O trabalho realizado no Ambulatório de Mastologia e Oncologia Ginecológica e na Seção de Enfermagem da Unidade de Ginecologia do HC. Nestes dois locais, além de estar presente como observadora-participante dos serviços, fez 16 entrevistas individuais e semi-estruturadas com profissionais da equipe de enfermagem.

Os dados obtidos foram organizados em quatro unidades temáticas: a doença e a sexualidade da mulher: reconhecendo o problema; a sexualidade como dimensão de cuidado da enfermagem; identificando barreiras na abordagem da sexualidade e reconhecendo a necessidade de reestruturação da assistência prestada.

Sexualidade e cuidados

De acordo com a pesquisadora, o corpo enfermo não deve ser a única preocupação dos profissionais, pois há comprometimento físico e psicológico. “Quando uma mulher sofre um procedimento mais invasivo como a retirada de um seio ou do útero, isto afeta a auto-estima”, afirma. Os relatos das profissionais mostram que há casos de pacientes que choram por se sentirem ‘ocas’ sem o útero e, principalmente, pelo medo de não serem mais tão atrativas (tão mulheres) para seus maridos, além do medo do abandono. “As mulheres manifestam o desejo de reconstruir a imagem física”, explica.

Ela conta que, de um modo geral, as entrevistas trouxeram as vivências de cada profissional e revelaram as influências da cultura brasileira sobre a forma de lidar com a sexualidade. Não foi difícil constatar nos depoimentos o quanto a mulher é reprimida na sociedade brasileira, sendo que muitas negam a existência da sexualidade. Uma das ideias mais propagadas entre as profissionais e as pacientes é que “pensar em sexo parece ser incabível no momento da doença.
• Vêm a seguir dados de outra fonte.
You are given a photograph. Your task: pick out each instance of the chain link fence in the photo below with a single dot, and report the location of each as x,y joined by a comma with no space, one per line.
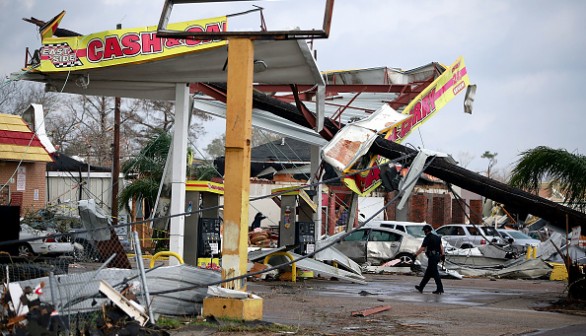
59,263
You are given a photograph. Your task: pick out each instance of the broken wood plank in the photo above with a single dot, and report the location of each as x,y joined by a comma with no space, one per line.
370,311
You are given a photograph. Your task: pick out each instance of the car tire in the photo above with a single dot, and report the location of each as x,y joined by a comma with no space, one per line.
88,254
406,258
25,250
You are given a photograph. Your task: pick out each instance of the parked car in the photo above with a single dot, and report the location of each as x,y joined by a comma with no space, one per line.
519,240
377,245
46,244
412,228
469,235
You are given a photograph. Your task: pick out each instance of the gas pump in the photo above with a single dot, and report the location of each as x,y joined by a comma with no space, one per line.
202,238
297,228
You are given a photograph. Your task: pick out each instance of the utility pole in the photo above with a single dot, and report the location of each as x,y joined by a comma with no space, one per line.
116,156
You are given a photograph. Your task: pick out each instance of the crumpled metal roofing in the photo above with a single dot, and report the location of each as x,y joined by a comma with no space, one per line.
78,292
18,142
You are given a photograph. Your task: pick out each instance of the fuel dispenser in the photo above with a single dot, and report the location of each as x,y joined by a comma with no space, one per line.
297,228
202,235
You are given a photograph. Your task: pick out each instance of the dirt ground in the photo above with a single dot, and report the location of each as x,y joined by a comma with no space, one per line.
472,306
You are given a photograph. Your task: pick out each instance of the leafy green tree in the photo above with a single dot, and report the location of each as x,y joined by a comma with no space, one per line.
146,171
565,170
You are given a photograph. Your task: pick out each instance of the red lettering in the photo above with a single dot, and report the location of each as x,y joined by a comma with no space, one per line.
405,127
112,48
195,29
171,42
131,44
428,104
416,111
95,50
151,43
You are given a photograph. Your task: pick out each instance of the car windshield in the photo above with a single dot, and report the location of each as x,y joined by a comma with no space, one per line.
490,231
415,230
518,235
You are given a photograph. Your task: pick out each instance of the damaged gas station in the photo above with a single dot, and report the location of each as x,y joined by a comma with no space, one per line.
353,123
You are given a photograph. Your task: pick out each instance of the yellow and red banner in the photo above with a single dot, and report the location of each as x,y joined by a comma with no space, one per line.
121,46
434,97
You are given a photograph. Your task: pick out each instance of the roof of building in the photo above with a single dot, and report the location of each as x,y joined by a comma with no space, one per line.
19,143
63,162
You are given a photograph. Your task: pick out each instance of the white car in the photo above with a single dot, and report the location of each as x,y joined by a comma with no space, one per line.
412,228
467,236
377,245
519,240
45,245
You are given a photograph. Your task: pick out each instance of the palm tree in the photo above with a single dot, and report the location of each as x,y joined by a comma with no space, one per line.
146,171
564,169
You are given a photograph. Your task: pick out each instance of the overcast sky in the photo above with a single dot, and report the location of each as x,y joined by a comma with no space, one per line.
528,57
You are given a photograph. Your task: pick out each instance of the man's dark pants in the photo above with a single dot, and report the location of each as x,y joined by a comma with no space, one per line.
432,272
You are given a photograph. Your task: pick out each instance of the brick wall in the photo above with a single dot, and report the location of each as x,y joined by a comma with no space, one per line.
35,181
417,206
458,213
442,210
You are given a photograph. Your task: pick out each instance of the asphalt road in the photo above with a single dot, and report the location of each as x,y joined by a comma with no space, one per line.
469,307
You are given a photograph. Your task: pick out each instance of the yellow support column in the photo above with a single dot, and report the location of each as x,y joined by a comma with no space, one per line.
237,184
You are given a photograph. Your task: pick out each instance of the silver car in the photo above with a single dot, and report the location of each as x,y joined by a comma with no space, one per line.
379,245
519,240
469,235
45,244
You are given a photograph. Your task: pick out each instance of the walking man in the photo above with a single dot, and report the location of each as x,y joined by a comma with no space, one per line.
434,250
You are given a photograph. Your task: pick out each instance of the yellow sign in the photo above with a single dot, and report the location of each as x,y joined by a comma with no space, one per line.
206,186
434,97
121,46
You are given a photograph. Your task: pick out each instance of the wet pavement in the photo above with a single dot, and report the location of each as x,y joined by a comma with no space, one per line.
469,307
Sexo é prazer e as pacientes estão ali para cuidar da doença, precisam se concentrar na cura”. E isto acontece muitas vezes por que o sexo ainda é um tabu, “algo que deve ser tratado em segundo plano, escondido ou camuflado, como se fosse um pecado”, completa.
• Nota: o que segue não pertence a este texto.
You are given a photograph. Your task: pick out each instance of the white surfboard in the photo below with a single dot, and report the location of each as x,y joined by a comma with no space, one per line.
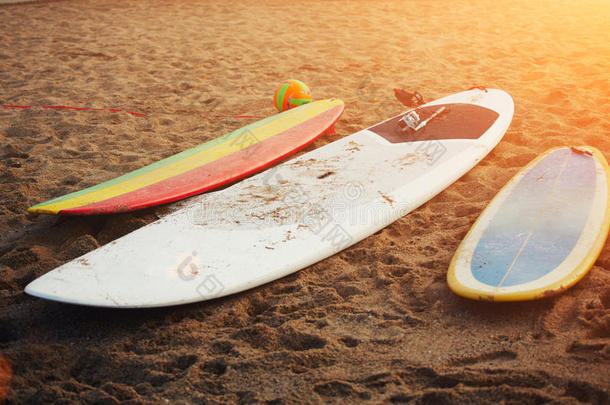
291,216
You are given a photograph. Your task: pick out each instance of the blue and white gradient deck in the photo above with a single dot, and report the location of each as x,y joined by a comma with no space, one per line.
541,233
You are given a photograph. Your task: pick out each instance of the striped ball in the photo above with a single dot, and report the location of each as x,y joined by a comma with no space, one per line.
292,93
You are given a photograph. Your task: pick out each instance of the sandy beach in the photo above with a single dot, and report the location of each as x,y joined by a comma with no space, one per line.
375,323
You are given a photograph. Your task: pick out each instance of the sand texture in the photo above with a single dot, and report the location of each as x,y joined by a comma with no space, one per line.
373,324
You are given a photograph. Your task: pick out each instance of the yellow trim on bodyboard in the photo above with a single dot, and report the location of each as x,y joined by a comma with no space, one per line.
563,284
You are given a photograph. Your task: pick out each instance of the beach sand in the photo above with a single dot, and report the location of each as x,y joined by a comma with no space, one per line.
373,324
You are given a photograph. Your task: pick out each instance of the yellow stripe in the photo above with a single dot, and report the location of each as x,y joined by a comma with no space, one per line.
258,134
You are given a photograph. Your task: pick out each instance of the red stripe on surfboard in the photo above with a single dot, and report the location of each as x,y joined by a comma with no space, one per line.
218,172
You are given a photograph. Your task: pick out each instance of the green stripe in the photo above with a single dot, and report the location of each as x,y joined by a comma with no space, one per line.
279,100
303,85
180,156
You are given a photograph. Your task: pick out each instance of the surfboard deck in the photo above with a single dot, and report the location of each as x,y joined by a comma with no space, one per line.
288,217
541,233
204,167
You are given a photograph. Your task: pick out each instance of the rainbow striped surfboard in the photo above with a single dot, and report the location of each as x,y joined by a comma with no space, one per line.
204,167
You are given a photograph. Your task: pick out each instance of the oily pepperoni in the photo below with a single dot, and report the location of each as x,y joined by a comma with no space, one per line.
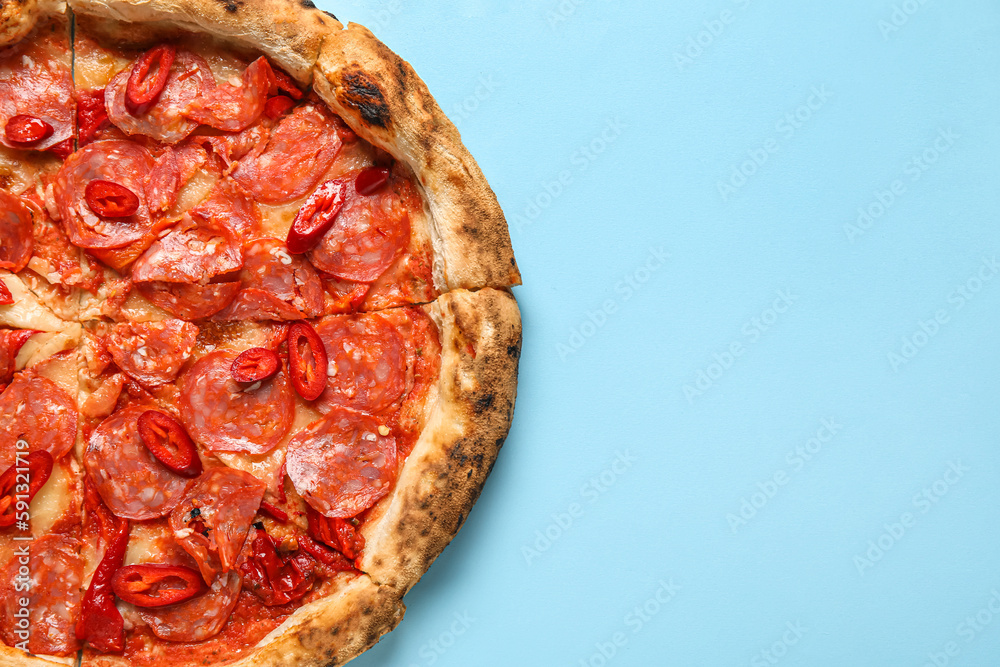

Quanto à percepção e aos cuidados, a enfermeira diz que os profissionais conseguem identificar o comprometimento na sexualidade das mulheres decorrente dos tratamentos contra o câncer, como os problemas decorrentes da mutilação, perda da vaidade, medo de não agradar e satisfazer seus parceiros. Entretanto, a sexualidade é tratada de forma descontinuada e não sistematizada, embora muitas vezes de maneira irreverente e com bom humor. Uma das entrevistadas disse: “O que falta para vocês é inventar, usar a imaginação. Tem de abusar da lingerie, apagar a luz, usar lubrificante”. Entretanto, não é sempre que há esta abertura.

Despreparo

A pesquisadora também se deparou com o fato de o profissional que auxilia a paciente ser, na maioria das vezes, do sexo feminino. “Muitas vezes ela se identifica com a condição das mulheres em tratamento. A proximidade e o envolvimento suscitam uma vulnerabilidade”. Há, pelo que a pesquisadora pode perceber, a necessidade de se adotar um distanciamento.

Nos depoimentos, as próprias profissionais revelaram a falha, não só emocional, mas técnica. Uma das enfermeiras da unidade de internação refletiu, por exemplo, sobre a necessidade de maior instrução, treinamento sobre o que falar, como falar, como proceder a abordagem.

Barreiras institucionais

Uma das barreiras foi a permanente troca das profissionais devido aos diferentes turnos. Com o rodízio de setores é difícil estabelecer um contato maior entre as pacientes e os membros da equipe. “Não são todas as mulheres que falam abertamente sobre sexo e a ausência de uma maior relação de intimidade dificulta ainda mais o processo de abordagem da sexualidade.”

Outra questão é a ausência de um local mais reservado para conversar sobre assuntos mais íntimos. “Esta abertura ocorre em locais mais privados, em que só estão presentes a paciente e a enfermeira”, diz. Entretanto, a dificuldade em muitos dos depoimentos prestados também faz referências à rapidez com que devem ser realizados os procedimentos, ao grande número de pacientes e ao restrito número de funcionárias do HC.